This topic uses orders_tbl as an example to describe how to convert a text file into an Optimized Row Columnar (ORC) file.

Procedure

  1. Create an Object Storage Service (OSS) schema.
     CREATE SCHEMA dla_oss_db with DBPROPERTIES(
      catalog='oss',
      location 'oss://dlaossfile1/'
      )
  2. Create a table named orders_txt in Data Lake Analytics (DLA).
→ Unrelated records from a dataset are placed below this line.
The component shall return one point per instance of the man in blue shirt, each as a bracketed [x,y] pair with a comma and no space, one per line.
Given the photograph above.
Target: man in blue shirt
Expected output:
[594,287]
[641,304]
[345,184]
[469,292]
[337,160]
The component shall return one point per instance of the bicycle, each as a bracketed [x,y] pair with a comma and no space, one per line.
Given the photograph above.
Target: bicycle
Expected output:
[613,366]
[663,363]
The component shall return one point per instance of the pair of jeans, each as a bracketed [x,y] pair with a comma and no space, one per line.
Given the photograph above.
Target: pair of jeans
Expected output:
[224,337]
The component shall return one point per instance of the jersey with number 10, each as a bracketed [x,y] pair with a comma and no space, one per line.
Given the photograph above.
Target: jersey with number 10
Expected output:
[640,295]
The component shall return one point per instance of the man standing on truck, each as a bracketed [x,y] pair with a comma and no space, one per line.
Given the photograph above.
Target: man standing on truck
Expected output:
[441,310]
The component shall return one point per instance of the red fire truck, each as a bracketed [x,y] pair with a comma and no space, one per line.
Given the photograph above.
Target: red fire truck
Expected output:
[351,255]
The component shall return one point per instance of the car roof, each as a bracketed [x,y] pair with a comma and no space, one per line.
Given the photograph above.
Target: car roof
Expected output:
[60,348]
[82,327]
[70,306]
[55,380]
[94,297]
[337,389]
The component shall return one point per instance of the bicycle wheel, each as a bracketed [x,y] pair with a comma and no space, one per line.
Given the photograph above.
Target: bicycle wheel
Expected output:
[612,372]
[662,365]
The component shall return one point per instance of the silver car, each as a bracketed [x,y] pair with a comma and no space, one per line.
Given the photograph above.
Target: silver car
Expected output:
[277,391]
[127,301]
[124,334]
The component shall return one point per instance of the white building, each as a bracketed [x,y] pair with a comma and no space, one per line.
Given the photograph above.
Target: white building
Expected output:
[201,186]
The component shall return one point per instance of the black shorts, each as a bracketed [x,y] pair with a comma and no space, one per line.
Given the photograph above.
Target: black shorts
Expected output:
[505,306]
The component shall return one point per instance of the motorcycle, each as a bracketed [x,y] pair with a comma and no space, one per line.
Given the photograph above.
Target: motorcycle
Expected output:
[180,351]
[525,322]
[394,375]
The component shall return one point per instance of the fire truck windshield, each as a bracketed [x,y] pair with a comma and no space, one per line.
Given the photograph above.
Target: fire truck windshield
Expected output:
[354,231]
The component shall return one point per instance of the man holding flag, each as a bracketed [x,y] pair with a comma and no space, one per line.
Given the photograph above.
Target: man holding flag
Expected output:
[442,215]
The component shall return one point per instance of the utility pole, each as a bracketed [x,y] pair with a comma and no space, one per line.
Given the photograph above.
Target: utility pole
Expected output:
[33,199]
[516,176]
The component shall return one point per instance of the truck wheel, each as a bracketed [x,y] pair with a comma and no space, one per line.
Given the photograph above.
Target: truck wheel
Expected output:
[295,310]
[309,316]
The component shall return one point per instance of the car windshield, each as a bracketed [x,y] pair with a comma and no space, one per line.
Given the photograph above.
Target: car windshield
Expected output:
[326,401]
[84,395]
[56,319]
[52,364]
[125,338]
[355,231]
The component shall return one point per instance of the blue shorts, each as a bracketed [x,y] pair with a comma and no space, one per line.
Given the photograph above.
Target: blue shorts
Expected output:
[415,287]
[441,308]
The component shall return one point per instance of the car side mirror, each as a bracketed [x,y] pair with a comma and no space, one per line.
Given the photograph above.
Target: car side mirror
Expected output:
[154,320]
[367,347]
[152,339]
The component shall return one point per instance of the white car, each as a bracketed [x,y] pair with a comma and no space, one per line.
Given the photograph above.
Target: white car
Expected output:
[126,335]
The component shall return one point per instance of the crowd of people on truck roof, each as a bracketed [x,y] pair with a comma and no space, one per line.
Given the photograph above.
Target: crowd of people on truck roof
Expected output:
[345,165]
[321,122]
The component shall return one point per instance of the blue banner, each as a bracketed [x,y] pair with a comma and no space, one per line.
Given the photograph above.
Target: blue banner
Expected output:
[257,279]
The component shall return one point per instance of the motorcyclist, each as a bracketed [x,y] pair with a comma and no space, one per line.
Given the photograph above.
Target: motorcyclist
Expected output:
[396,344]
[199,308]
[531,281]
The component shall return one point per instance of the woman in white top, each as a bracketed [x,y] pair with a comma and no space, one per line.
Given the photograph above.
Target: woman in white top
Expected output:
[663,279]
The LOCATION parameter specifies the path of the orders.tbl file in OSS.
     CREATE EXTERNAL TABLE orders_txt (
          O_ORDERKEY INT, 
          O_CUSTKEY INT, 
          O_ORDERSTATUS STRING, 
          O_TOTALPRICE DOUBLE, 
          O_ORDERDATE DATE, 
          O_ORDERPRIORITY STRING, 
          O_CLERK STRING, 
          O_SHIPPRIORITY INT, 
          O_COMMENT STRING
      ) 
      ROW FORMAT DELIMITED FIELDS TERMINATED BY '|' 
      STORED AS TEXTFILE LOCATION 'oss://dlaossfile1/orders/orders.tbl'
  3. Create the destination table orders_orc in DLA and set LOCATION to the required location in OSS.
     CREATE EXTERNAL TABLE orders_orc (
         O_ORDERKEY INT, 
         O_CUSTKEY INT, 
         O_ORDERSTATUS STRING, 
         O_TOTALPRICE DOUBLE, 
         O_ORDERDATE DATE, 
         O_ORDERPRIORITY STRING, 
         O_CLERK STRING, 
         O_SHIPPRIORITY INT, 
         O_COMMENT STRING
     ) 
     STORED AS ORC LOCATION 'oss://dlaossfile1/orders_orc/'
    Note
    • STORED AS ORC: specifies that the destination table is stored as an ORC file.
    • You must set the LOCATION parameter to an existing OSS path and the path must end with a forward slash (/).
  4. Execute the INSERT...SELECT statement to insert data from the orders_txt table into the orders_orc table.
     INSERT INTO orders_orc SELECT * FROM orders_txt;
  5. After the INSERT...SELECT statement is executed, you can view the generated ORC file in OSS.